Re: [PATCH v10 2/2] selftests/vfio: Add NVIDIA Falcon driver for DMA testing

All of lore.kernel.org
 help / color / mirror / Atom feed

From: David Matlack <dmatlack@google.com>
To: Rubin Du <rubind@nvidia.com>
Cc: Alex Williamson <alex@shazbot.org>, Shuah Khan <shuah@kernel.org>,
	kvm@vger.kernel.org, linux-kselftest@vger.kernel.org,
	linux-kernel@vger.kernel.org
Subject: Re: [PATCH v10 2/2] selftests/vfio: Add NVIDIA Falcon driver for DMA testing
Date: Fri, 27 Mar 2026 22:38:00 +0000	[thread overview]
Message-ID: <accGyPMCOM_Y5VxK@google.com> (raw)
In-Reply-To: <20260325214329.464727-3-rubind@nvidia.com>

On 2026-03-25 02:43 PM, Rubin Du wrote:
> Add a new VFIO PCI driver for NVIDIA GPUs that enables DMA testing
> via the Falcon (Fast Logic Controller) microcontrollers.

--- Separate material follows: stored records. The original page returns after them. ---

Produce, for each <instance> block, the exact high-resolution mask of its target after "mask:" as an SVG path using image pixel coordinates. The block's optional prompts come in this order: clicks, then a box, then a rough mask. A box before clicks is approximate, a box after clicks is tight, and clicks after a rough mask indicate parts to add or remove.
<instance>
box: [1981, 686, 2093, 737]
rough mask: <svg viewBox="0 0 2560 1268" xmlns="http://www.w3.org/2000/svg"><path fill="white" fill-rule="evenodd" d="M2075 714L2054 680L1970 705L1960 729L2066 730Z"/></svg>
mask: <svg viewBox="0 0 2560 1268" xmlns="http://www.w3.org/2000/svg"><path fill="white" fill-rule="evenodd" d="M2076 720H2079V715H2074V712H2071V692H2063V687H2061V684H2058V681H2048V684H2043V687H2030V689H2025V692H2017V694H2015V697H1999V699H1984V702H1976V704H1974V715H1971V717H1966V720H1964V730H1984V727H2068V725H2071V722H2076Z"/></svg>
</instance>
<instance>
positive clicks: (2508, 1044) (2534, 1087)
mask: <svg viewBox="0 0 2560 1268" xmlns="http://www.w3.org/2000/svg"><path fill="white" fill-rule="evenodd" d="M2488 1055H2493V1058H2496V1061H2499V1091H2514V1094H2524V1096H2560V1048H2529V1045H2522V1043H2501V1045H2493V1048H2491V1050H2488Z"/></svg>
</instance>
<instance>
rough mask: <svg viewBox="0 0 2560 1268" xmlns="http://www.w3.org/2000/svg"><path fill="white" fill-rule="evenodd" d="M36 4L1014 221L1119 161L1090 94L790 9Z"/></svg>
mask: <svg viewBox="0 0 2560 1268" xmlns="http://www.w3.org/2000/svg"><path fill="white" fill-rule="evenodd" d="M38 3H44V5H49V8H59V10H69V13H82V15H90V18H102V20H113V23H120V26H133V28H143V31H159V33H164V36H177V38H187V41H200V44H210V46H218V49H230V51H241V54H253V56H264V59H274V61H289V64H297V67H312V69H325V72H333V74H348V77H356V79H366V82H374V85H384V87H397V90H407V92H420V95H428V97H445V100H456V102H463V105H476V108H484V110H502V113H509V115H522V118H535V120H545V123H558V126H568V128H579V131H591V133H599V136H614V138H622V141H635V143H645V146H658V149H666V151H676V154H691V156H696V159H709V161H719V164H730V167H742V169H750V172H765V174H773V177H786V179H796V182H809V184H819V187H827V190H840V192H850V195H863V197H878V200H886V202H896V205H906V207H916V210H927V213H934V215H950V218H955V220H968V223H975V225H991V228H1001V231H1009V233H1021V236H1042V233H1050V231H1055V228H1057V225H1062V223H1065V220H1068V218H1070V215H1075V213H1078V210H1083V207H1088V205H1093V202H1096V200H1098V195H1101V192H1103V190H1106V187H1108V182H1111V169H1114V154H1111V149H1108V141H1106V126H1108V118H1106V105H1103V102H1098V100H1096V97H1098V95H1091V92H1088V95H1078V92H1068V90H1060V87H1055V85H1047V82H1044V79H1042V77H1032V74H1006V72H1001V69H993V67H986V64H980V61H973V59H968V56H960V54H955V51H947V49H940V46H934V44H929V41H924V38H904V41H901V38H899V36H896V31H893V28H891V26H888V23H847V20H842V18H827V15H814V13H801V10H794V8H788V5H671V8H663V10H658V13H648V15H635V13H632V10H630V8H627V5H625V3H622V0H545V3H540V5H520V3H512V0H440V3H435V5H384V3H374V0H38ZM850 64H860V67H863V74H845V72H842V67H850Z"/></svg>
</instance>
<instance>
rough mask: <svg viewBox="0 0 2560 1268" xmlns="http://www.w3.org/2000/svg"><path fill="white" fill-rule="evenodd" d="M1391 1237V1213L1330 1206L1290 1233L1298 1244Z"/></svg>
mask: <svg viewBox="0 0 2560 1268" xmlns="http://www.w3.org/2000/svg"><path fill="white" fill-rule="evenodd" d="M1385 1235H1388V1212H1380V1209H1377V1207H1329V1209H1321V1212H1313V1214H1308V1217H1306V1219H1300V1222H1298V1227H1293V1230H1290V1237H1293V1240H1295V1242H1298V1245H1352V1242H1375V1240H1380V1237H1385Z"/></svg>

This driver
> extracts and adapts the DMA test functionality from NVIDIA's
> gpu-admin-tools project and integrates it into the existing VFIO
> selftest framework.
> 
> Falcons are general-purpose microcontrollers present on NVIDIA GPUs
> that can perform DMA operations between system memory and device
> memory. By leveraging Falcon DMA, this driver allows NVIDIA GPUs to
> be tested alongside Intel IOAT and DSA devices using the same
> selftest infrastructure.

> The driver is named 'nv_falcon' to reflect that it specifically
> controls the Falcon microcontrollers for DMA operations, rather
> than exposing general GPU functionality.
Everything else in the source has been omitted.